Before running this script:

- Complete: [3_mine_pattern-matching.ipynb](3_mine_pattern-matching.ipynb)
- Complete: [3_mine_entity-extraction.ipynb](3_mine_entity-extraction.ipynb)
- Complete: [3_mine_logical-filtering.ipynb](3_mine_logical-filtering.ipynb)

In [None]:
import json
import os
import re
from collections import Counter
import hashlib

from tqdm import tqdm
import matplotlib.pyplot as plt

In [None]:
PAPERS_FOLDER = 'data/final'
CHARTS_FOLDER = 'data/charts'
COMMENTS_JSONL = 'data/paper_comments.jsonl'

## Comment statstics

In [None]:
# Most common file types
file_types = Counter()
for filename in tqdm(os.listdir(PAPERS_FOLDER)):
    if filename.endswith('.json'):
        with open(os.path.join(PAPERS_FOLDER, filename), 'r') as f:
            paper = json.load(f)
            if not paper:
                continue
            for file in paper:
                ext = os.path.splitext(file)[0].lower()
                file_types[ext] += 1
                
file_types.most_common()

In [None]:
# Comments statistics
papers_with_source = 0
papers_with_no_comments = 0
papers_with_short_comments = 0

with open(COMMENTS_JSONL, 'r') as f:
    for line in f:
        comment = json.loads(line)
        papers_with_source += 1
        if not comment['comments']:
            papers_with_no_comments += 1
        elif len(comment['comments']) < 100:
            papers_with_short_comments += 1

papers_with_source, papers_with_no_comments, papers_with_short_comments

In [None]:
x = [
    100_000 - 92_303,
    92_303 - 86164,
    4586,
    86164 - 4586
]
y = [
    'No Archive',
    'No LaTeX',
    'No Comments',
    'Remaining'
]

In [None]:
colors = [
    plt.cm.tab20.colors[6], # red
    plt.cm.tab20.colors[2], # orange
    plt.cm.tab20.colors[3], # light orange
    plt.cm.tab20.colors[4], # green
]

fig, ax = plt.subplots(figsize=(5, 3))
wedges, texts, autotexts = ax.pie(
    x,
    labels=None,  # moved labels to legend
    colors=colors,
    autopct=lambda pct: f"{pct:.1f}%" if pct >= 3 else "",
    startangle=90,
    counterclock=False,
    pctdistance=0.8,
    textprops={"color": "#eee", "fontsize": 10}
)

# Draw center circle to make it a ring
centre_circle = plt.Circle((0, 0), 0.45, fc="white")
fig.gca().add_artist(centre_circle)

# Legend on the right
ax.legend(wedges, y, loc="center left", bbox_to_anchor=(1.0, 0.5), frameon=False)

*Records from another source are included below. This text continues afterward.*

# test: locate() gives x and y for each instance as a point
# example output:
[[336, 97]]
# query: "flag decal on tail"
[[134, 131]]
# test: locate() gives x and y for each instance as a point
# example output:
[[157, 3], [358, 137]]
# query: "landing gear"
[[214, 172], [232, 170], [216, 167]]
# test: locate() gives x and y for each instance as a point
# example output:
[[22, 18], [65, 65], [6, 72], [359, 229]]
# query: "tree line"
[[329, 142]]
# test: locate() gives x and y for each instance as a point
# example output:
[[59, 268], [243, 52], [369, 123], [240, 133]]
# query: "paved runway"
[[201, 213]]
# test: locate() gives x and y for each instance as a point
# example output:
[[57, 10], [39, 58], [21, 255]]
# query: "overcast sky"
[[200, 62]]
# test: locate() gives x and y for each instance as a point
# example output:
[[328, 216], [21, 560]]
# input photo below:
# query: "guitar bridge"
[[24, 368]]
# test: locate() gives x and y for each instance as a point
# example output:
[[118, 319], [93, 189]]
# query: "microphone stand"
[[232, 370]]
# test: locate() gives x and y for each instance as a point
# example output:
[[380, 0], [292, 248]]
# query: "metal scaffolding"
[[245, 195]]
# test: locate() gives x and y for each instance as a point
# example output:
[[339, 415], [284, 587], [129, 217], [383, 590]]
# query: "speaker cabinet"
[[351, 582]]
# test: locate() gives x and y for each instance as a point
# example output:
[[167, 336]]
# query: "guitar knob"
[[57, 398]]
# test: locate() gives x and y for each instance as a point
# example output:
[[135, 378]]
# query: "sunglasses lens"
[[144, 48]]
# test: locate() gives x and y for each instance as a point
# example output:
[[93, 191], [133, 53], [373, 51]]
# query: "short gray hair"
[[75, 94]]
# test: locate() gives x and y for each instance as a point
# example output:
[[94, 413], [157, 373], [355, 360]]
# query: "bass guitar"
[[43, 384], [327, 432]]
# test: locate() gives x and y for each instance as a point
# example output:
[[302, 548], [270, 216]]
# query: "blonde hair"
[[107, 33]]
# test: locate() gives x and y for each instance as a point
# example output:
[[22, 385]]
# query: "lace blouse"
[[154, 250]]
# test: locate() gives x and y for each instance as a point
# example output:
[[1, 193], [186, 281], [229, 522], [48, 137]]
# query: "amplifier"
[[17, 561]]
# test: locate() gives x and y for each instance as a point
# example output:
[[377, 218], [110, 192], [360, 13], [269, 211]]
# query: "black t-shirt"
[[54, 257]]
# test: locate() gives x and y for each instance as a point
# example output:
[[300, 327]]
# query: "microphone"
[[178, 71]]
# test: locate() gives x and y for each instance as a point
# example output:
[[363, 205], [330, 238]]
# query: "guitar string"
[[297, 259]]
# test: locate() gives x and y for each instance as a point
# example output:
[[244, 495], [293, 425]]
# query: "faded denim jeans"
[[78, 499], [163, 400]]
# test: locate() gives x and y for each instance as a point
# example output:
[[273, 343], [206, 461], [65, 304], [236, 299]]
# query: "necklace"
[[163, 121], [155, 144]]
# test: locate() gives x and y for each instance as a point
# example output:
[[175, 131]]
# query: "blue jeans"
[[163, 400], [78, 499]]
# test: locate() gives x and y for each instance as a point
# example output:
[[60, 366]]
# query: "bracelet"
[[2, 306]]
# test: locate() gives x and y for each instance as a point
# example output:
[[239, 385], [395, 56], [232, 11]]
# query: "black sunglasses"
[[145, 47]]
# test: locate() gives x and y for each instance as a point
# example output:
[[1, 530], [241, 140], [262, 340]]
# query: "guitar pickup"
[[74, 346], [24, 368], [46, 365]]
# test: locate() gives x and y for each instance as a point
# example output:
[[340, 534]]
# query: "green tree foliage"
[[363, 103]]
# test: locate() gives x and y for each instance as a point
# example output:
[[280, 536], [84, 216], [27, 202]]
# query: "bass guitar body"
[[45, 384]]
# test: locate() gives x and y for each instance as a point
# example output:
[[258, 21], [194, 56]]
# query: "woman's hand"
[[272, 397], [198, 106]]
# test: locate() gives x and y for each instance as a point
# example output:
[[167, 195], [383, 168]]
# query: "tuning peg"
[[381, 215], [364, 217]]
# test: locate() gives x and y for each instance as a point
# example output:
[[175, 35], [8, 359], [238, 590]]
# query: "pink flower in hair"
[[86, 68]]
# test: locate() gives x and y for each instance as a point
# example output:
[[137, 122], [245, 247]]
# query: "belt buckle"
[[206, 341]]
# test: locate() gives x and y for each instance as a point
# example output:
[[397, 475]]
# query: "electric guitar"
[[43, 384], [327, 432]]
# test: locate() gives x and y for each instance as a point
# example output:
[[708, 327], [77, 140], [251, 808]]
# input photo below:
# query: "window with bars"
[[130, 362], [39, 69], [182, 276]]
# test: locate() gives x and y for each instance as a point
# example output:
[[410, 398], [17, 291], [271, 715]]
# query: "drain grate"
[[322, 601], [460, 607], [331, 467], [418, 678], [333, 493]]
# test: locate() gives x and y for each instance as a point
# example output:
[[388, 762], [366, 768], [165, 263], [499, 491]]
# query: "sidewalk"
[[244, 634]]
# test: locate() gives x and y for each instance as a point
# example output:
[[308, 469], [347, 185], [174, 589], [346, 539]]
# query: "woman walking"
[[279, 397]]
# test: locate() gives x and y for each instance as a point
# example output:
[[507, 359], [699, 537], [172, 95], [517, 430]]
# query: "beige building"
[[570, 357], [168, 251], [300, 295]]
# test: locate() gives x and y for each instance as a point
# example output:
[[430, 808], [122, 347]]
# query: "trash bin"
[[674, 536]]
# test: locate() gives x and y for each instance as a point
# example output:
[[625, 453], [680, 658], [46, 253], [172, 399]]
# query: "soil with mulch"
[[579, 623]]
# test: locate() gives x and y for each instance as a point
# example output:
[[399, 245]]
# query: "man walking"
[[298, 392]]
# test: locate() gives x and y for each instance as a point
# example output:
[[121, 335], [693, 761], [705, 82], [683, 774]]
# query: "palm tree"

# Equal aspect ratio ensures that pie is drawn as a circle
ax.axis('equal')

plt.tight_layout()
plt.savefig(f'{CHARTS_FOLDER}/comment_cleanup.pdf', bbox_inches='tight')
plt.show()

## Top domains

In [None]:
# Data
domains = [
    "github.com", "doi.org", "arxiv.org", "q.uiver.app", "stackexchange.com",
    "fink-portal.org", "huggingface.co", "4open.science", "orcid.org", "docs.google.com"
]
percentages = [12.7, 9.1, 8.7, 8.1, 4.0, 3.8, 3.1, 1.9, 1.1, 1.1]

# Sort by percentage
sorted_data = sorted(zip(percentages, domains), reverse=True)
percentages_sorted, domains_sorted = zip(*sorted_data)

# Offset for visibility
offset = 5.0
scaled_values = [p + offset for p in percentages_sorted]

# Create figure
fig, ax = plt.subplots(figsize=(10, 8))

# Gradient colors
colors = [plt.cm.Blues(0.95 - 0.6*(i/len(domains_sorted))) for i in range(len(domains_sorted))]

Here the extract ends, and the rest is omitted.